EUROPE - The consultation paper on IORP Directive's quantitative impact study will shed little light on the directive's true impact on pension funds because it fails to specify what its calculations would be used for, Punter Southall has warned.
In a briefing note, the consultancy points out that the consultation paper - launched by the European Insurance and Occupational Pensions Authority (EIOPA) last month - simply sets out the methodology and formulae for the valuation of assets and liabilities.
It said the scope of the QIS - which aims to assess the potential impact the 'holistic balance sheet' (HBS) approach would have on occupational pensions if it were to be introduced into the revised IORP Directive - was too limited and failed to clarify the ramifications of such measures for pension schemes.
Subsequently, trustees and employers will be no closer to knowing what to do when their balance sheets do not balance.
"Would the numbers in the balance sheet simply be for the information of the Pensions Regulator (TPR), members and other stakeholders, or would employers be required to make good any deficit - and, if so, over what period?" the consultancy asked in its note.
"This means the QIS will not enable pension schemes to understand what the real impact on them would be."
Punter Southall also noted that EIOPA's advice sent to the European Commission in February did not specify how the sponsor covenant or PPF should be valued.
"EIOPA has had to specify an approach for the purposes of the QIS, but says the techniques specified for the QIS should not be assumed to be the ones that will be implemented in practice," it said.

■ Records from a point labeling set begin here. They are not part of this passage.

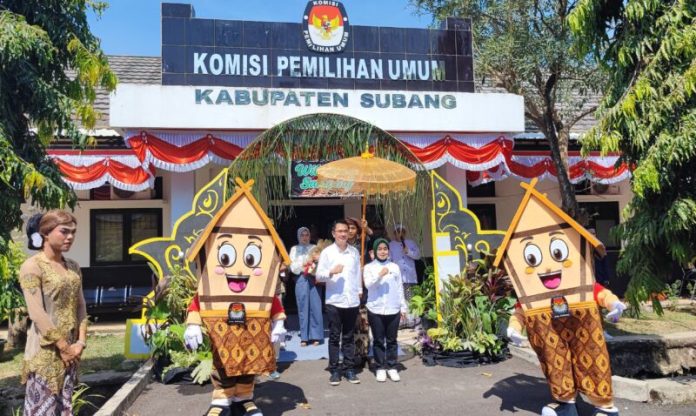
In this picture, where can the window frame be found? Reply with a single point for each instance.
(127, 214)
(611, 207)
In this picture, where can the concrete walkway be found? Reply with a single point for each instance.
(511, 387)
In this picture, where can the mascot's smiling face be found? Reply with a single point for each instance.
(239, 263)
(547, 260)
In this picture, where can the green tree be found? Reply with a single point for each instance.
(524, 47)
(649, 114)
(50, 67)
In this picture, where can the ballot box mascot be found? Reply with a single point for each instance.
(238, 257)
(549, 258)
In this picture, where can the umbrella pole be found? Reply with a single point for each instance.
(362, 234)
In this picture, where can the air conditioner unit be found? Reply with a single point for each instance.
(603, 189)
(120, 194)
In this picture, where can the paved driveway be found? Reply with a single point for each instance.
(512, 387)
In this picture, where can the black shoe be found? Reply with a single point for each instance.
(351, 377)
(335, 379)
(248, 408)
(215, 410)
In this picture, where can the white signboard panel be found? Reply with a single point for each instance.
(193, 107)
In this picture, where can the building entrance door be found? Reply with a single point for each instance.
(319, 220)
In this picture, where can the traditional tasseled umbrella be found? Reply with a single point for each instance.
(368, 175)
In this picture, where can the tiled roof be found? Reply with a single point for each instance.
(129, 70)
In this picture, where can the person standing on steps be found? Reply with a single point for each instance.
(385, 305)
(404, 252)
(339, 268)
(52, 288)
(306, 291)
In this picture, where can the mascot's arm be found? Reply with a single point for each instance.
(194, 315)
(277, 310)
(517, 318)
(604, 297)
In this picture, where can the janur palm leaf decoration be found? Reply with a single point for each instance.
(329, 137)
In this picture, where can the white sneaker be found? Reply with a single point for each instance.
(393, 374)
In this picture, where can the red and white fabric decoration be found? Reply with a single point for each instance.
(476, 154)
(526, 165)
(486, 157)
(122, 169)
(186, 153)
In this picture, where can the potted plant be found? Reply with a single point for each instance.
(167, 313)
(474, 307)
(422, 301)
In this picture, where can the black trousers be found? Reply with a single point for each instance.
(384, 332)
(341, 327)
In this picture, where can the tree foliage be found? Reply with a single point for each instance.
(525, 47)
(50, 68)
(649, 115)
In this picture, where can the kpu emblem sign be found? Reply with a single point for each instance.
(325, 26)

It also questioned the way EIOPA was seeking to assess the valuation of the solvency capital requirement.
"This calculation of the solvency capital requirement (SCR) is copied directly from the latest QIS for Solvency II with a few adjustments to reflect the nature of pension scheme liabilities," it said.

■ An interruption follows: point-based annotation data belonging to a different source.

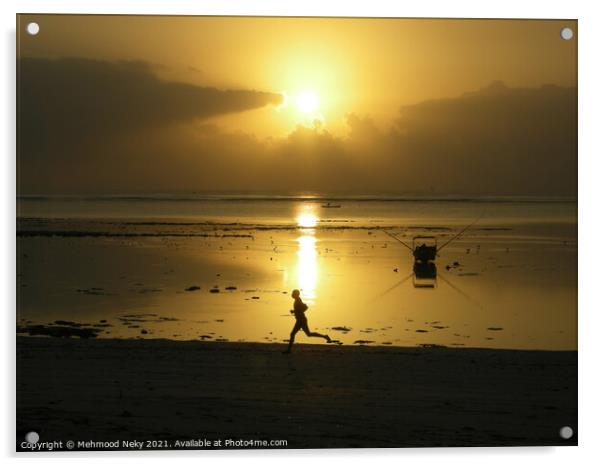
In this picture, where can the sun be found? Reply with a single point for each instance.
(307, 102)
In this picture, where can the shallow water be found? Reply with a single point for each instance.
(129, 262)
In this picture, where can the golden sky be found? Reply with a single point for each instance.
(327, 68)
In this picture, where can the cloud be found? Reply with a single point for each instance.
(65, 102)
(496, 141)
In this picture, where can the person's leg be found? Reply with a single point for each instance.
(291, 340)
(305, 328)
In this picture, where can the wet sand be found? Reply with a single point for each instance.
(321, 396)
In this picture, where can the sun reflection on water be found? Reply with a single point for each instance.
(307, 264)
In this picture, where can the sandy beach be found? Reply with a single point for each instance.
(317, 397)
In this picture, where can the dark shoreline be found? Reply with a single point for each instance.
(318, 397)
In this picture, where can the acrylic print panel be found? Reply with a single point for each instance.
(414, 180)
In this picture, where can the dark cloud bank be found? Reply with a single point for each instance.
(97, 127)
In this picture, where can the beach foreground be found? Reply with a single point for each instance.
(316, 397)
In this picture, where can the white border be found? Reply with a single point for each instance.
(590, 149)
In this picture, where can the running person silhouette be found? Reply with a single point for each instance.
(298, 310)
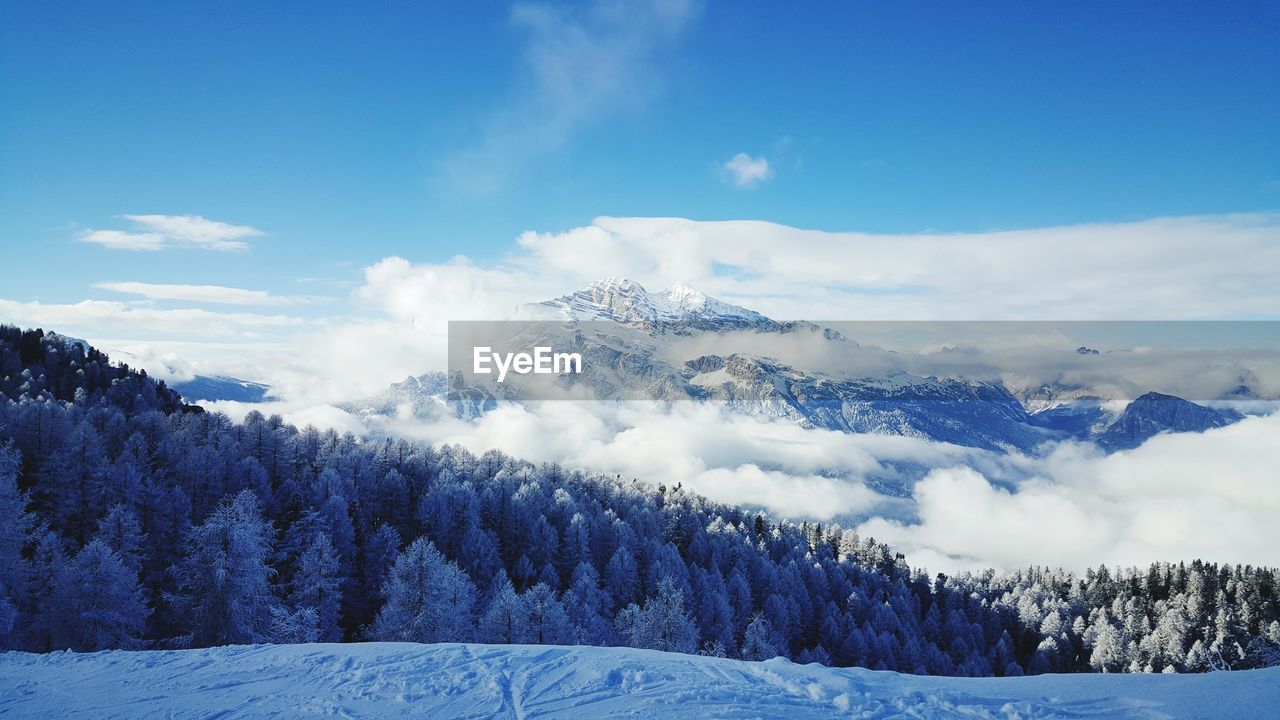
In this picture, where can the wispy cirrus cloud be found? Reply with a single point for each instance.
(94, 317)
(746, 172)
(214, 294)
(580, 65)
(163, 232)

"The SCR will be calculated by testing the scheme's resilience to shocks arising from risks such as market risk - interest rate, equity and currency risks - pension liability risk - mortality, longevity, expense and option risks - and counterparty default risk - sponsor default," it said.

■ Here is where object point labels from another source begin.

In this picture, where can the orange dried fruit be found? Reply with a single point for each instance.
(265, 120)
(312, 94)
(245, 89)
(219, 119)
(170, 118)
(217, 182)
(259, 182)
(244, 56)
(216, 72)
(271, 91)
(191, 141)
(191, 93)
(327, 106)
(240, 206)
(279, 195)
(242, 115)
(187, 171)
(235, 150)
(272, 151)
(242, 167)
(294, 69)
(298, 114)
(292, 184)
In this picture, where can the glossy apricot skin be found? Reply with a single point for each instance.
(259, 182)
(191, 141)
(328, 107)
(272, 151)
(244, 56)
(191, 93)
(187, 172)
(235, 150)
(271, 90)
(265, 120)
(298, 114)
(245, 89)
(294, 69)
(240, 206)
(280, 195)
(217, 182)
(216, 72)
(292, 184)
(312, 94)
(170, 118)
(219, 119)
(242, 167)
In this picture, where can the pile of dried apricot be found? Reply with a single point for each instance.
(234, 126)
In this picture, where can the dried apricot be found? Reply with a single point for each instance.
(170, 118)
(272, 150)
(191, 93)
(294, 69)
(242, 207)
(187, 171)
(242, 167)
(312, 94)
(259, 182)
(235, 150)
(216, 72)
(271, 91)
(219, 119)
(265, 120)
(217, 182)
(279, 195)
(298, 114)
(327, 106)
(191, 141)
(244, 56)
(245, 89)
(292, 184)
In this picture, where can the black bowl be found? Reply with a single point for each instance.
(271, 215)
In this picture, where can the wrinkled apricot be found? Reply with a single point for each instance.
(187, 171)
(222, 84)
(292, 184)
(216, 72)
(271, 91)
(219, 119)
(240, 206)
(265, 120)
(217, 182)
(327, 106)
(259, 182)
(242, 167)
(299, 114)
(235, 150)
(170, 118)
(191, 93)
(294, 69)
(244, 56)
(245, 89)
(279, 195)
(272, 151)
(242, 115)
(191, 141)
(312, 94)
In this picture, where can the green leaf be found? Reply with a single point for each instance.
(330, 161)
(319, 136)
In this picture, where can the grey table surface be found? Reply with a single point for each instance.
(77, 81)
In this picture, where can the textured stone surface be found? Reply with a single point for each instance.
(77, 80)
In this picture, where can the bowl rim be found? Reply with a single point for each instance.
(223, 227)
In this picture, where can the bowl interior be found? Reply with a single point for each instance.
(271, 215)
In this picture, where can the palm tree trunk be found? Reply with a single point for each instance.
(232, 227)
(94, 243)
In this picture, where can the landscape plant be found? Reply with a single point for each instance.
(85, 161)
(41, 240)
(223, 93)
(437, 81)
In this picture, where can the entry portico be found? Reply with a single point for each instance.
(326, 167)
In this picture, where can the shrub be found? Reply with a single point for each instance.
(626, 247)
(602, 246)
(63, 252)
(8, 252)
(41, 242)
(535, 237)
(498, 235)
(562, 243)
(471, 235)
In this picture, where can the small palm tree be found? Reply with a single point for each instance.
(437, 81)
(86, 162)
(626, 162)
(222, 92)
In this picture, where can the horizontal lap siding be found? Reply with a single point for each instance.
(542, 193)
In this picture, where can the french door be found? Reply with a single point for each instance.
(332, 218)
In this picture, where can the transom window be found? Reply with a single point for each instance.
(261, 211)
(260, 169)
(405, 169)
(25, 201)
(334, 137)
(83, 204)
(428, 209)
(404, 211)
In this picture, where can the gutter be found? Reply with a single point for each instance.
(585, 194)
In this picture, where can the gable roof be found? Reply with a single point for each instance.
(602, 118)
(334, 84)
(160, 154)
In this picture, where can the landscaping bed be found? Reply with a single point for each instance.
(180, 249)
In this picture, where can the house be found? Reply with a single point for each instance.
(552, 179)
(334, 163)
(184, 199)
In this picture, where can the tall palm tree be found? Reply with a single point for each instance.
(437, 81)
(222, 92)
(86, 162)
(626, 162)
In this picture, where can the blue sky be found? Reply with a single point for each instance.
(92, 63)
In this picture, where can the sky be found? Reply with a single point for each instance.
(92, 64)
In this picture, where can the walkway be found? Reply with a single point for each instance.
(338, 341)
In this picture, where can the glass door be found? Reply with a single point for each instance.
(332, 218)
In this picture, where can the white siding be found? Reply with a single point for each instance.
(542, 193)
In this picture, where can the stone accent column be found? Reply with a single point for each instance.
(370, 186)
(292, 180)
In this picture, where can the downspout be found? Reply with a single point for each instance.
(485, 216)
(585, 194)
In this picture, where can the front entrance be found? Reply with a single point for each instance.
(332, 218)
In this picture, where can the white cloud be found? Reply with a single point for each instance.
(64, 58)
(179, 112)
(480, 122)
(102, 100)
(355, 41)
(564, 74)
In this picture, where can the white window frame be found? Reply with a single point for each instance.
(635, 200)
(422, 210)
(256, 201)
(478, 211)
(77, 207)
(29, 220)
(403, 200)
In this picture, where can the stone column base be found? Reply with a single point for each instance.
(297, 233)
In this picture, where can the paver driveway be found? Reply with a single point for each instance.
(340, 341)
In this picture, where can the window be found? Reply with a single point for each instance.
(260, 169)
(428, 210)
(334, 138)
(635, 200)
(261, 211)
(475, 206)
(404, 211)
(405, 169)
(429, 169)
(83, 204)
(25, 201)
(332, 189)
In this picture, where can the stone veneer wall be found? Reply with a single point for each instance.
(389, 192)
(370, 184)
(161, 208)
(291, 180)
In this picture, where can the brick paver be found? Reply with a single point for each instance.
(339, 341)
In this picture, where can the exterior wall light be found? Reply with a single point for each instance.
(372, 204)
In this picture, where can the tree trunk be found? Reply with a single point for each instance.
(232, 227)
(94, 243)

Punter Southall argued that the QIS would not cover the implications of EIOPA's advice on such areas as governance, disclosure to members or defined contribution schemes, "although clearly these proposals could also lead to increased costs for employers".
Earlier this month, the EIOPA stakeholders group voiced similar concerns. In a draft response to the consultation paper on the QIS, it said the proposed document failed to measure the "real" impact, or shed light on a supervisory prudential framework.